Gracia

    La gracia está en estrecha relación con la salvación del alma y constituye uno de los más importantes pilares religiosos dentro del cristianismo. Grosso modo, hace referencia a la obtención de un don que se recibe de Dios, al margen de los méritos o de los actos personales.

    Uno de los primeros textos en los que se hace una descripción prolija del sentido del concepto se encuentra en la Epístola a los romanos de San Pablo, en la que se remarca el carácter gratuito de la gracia. Sin embargo, los pensadores cristianos medievales fueron los que más importancia dieron a este don.

    El concepto de gracia posee unas fuertes implicaciones que determinan cómo es la salvación del hombre. Según la religión cristiana, el mundo no es sino una forma de existencia en la que el ser humano debe ganarse la salvación. Con la muerte viene el juicio de Dios, y tras éste la subida a los cielos y la salvación o el descenso al infierno y la condenación.

    La gracia juega un papel fundamental dentro del proceso de redención.
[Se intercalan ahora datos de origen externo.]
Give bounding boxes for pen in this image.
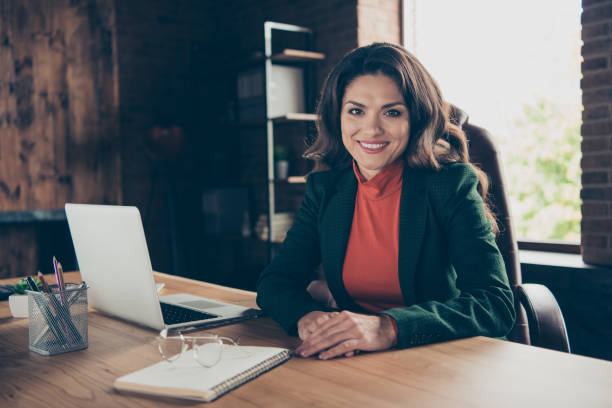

Si la salvación depende sólo de los dones que otorga Dios, el hombre no puede hacer nada por salvarse; por el contrario, si la gracia es concedida a todos los hombres desde que nacen, no tiene sentido esforzarse, puesto que la salvación está garantizada para todos los seres humanos.

    Según San Agustín, la totalidad de la raza humana está condenada desde que es concebida, ya que el pecado original, cometido por Adán, se transmite a todos los hombres por el mero hecho de ser tales. Sin embargo, continúa el pensador cristiano, a través de una vida piadosa es posible salvarse; claro que esa vida alejada del pecado sólo es accesible para los virtuosos, que lo son en virtud de la gracia de Dios.

    Esta teoría supuso no pocos problemas para la iglesia católica, ya que con ella se estaba negando la libertad de acción del hombre. Así, sólo los que Dios eligiese de modo caprichoso estarían salvados; mientras que el resto, por mucho que hiciesen, estarían condenados sin remedio.

    Martin Lutero y Juan Calvino no pudieron permanecer al margen de estas disquisiciones, y aceptaron en cierta medida lo que San Agustín afirmaba, aunque matizando lo referido a la libertad del hombre. Según las obras agustinianas, no se trataba de que el hombre careciese de libertad, sino más bien de que la libertad del ser humano debía coincidir con la de Dios, con su gracia. Sin embargo, Lutero y Calvino no pudieron evitar ver en esta afirmación la negación de la libertad del hombre: Dios elegía a los que se salvaban dándoles la gracia y convirtiéndolos en hombres piadosos; pero también condenaba, por alguna justicia incomprensible para la mente humana, al resto de la humanidad. Frente a esta postura, que se podría llamar determinista, existe otra que afirma que el hombre sí es libre en sus actos y que a través del esfuerzo puede ganarse la gracia de Dios.

    En la edad media, San Anselmo mantuvo que la humanidad estaba sujeta al libre albedrío, podía decidir su destino; pero que Dios, que todo lo sabe, incluso lo que aún no ha sucedido, daba la gracia a los que ya sabía que iban a ser píos.

    Una solución similar fue la que propuso Santo Tomás de Aquino, haciendo de la gracia divina una forma de determinación débil, que si bien es un requisito necesario para la salvación del alma, sólo es otorgada a partir de la libertad en el actuar humano.

    En cualquier caso, la gracia aparece en el horizonte de la religión cristiana como una de las realidades más complejas y paradójicas, ya que pone en entredicho el valor del actuar humano y su libertad. No en vano, las diferencias entre los distintos pensadores religiosos medievales y modernos a propósito del asunto condujeron a no pocos concilios, rupturas y disidencias, como es el caso del Reformismo.

    Dentro del mundo del pensamiento no cristiano, cabe destacar muy en particular la obra de Leibniz, quien en su Teodicea trató el tema de la libertad, la gracia, el mal y la salvación.